Ahşaptan yaptığımız yelkeni sebebiyle gitmeyen,gittiremediğimiz yelkenliler ile çarşaf gibi denizde sabit bir şekilde kalmıştık.Hareket etmemiz için iki nota yeterliydi belki de.Yedinin ikili kombinasyonunu yazarken 7 rakamının Y ile karışmaması için bir hayli odaklanmalıydım.Bordada kusan üç çocuğa doğru çevirdim başımı.Birbiriyle bağlantısı olmadan yedikleri maydanozları kusuyorlardı.Uçtan ve bucaktan yoksun bu denizin inşa edildiği apartman boşluğunda yankılanan sesim iki basamaklı bir ritimden ibaretti.


Yansımalar her şeydi bu gemide.Kamaraların üzerinde gezen 46 numara ayağa sahip ördek miçonun "taktak"ları ile karabatakların "gakgak" ları kulağımdan süzülüp örse çekice ve üzengiye ardarda vurarak en küçük kemiklerimin rezonans ayarlarını süründürüyorlardı.


Fark neydi hiç bulamadım.Kaptanın kamarasındaki kalemin üzerinde neden "VERITAS" yazıyordu hiç anlamadık.Burada varolan ve varolabilecek her durum ve olay buradakilerin gerçek hayatlarında yaşadıklarının yanılsamalarıydı.Eğer Neo Baudrillard'ın yanılsamasıysa,bizim hükmümüzün burada geçerli olması için Mezamorto Hüseyin Paşa'nın reenkarnesi olmam gerekiyordu.

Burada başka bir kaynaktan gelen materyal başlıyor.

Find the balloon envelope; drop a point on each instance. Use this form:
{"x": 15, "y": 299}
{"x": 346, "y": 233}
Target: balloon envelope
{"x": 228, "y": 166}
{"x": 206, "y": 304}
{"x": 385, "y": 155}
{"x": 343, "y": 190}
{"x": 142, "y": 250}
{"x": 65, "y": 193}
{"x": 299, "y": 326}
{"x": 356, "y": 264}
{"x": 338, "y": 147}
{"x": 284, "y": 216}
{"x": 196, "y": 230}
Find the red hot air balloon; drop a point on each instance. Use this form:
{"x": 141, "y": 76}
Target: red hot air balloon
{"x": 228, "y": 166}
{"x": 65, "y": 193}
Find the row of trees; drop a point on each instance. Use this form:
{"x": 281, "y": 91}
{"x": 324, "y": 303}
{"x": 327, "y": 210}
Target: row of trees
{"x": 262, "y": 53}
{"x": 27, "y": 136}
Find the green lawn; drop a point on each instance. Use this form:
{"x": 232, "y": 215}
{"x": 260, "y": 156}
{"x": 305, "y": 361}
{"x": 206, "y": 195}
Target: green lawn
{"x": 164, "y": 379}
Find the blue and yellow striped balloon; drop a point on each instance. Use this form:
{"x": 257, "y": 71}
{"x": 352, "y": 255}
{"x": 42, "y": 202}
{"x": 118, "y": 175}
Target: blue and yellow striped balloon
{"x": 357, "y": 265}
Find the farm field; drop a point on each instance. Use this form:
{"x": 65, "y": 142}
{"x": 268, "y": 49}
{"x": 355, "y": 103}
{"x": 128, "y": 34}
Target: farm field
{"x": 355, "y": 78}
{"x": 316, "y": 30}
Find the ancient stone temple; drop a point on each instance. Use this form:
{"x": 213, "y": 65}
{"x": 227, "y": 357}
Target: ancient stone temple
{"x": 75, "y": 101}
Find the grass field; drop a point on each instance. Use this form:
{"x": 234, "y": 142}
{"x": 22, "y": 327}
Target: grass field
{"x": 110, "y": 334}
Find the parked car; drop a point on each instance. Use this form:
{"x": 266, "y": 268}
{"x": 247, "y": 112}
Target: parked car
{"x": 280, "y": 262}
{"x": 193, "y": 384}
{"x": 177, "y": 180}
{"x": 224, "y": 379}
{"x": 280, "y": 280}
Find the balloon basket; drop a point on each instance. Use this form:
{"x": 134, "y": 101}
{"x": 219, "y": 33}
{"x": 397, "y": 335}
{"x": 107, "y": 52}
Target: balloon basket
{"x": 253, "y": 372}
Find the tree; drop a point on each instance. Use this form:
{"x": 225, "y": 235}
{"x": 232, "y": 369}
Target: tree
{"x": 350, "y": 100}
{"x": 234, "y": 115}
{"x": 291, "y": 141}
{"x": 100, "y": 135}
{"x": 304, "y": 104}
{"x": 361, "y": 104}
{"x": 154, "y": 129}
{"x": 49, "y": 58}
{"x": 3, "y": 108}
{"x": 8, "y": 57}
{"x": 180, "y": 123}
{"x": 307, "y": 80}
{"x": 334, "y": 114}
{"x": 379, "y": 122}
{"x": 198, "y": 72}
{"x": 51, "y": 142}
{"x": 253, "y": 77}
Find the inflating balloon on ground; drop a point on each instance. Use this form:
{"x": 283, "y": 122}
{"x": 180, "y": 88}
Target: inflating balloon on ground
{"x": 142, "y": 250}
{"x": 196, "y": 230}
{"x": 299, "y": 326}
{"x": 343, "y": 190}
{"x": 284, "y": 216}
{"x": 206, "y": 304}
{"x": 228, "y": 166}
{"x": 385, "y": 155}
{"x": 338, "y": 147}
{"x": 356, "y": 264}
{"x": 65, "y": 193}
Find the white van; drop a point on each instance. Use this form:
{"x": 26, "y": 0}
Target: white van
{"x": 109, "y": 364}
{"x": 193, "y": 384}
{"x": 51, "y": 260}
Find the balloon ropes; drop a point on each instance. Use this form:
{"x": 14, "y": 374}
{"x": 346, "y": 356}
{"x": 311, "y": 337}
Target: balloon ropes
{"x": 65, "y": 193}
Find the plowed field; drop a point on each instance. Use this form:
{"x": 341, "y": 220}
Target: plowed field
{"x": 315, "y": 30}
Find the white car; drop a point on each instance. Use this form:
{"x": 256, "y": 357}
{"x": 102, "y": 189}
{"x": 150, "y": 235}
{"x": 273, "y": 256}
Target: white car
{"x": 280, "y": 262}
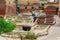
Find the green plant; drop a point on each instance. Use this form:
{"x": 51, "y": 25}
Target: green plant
{"x": 31, "y": 10}
{"x": 6, "y": 26}
{"x": 30, "y": 36}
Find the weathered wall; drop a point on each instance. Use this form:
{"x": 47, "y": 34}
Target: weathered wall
{"x": 10, "y": 7}
{"x": 2, "y": 7}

Sakız adasının koyunda yapışmış bekliyorduk.Venedikliler her an gelebilirlerdi ve onlardan korkmamızın tek sebebi ceplerindeki ağırlıklardı.En tehlikeli kombinasyonu onlar oluşturuyorlardı.Korkak,hırslı ve zengindiler.Bizim kalyonlarımıza B-52 lerle saldırıp,toplarımıza nükleer silahlarla karşılık verdiler ve tek kurtulanlar Hüseyin ile ben olduk.Toplamda üç kişiydik.Calvino ne dediyse çıkmıştı.Mezamorto ikiye bölündü,hangisiyle ilgileneceğimi bilmiyordum.İkisini de omzumda yüzerek karaya çıkardım-Sakız Adası'na-.Sağ yanı tatlı,sol yanı tuzlu istedi.Sağ yanı,ailesine dönmek,sol yanı intikam istedi.Sağ yanı,solunu özlüyordu,sol yanı ölümü.İkisini de ikna edip limandaki Çiftleşemeden Ölen Eşekler Hanı'na taşıdım.Uzun uzadıya sohbet ettik.Çarşaf gibi denizde çarşaftan yelkenler kullanmalıydık dedim.Hayalgücüm ölümden ve adrenalinden beslenip kocaman bir lir olmuştu ve üç telle akıl almaz notalar yaratıyordum.Ben konuşurken Mezamorto Hüseyin biraraya gelmişti ortak istekleri olan Hancının kızı sayesinde.Sevindirici bir haberdi.Çıkalım dedim,hancının kızı hazır kaybolmuşken çektim aldım karısını dokuz senedir görememiş olan Mezamorto yu.Sahilde kumlara bata çıka yürüdük.Karaya doğru gelen ufak cisim yaklaştıkça büyüyordu.Vebalı miçonun 46 numara ayağını yiyen karabatak ağzında üç parmaklı bir ayakla cansız kıyıya vurdu.İkimizde bir kahkaha patlatıp karabatağı afiyetle mideye indirmek üzere ateş yakmaya giriştik.Bir gün daha ölmemiştik,iyi haber buydu.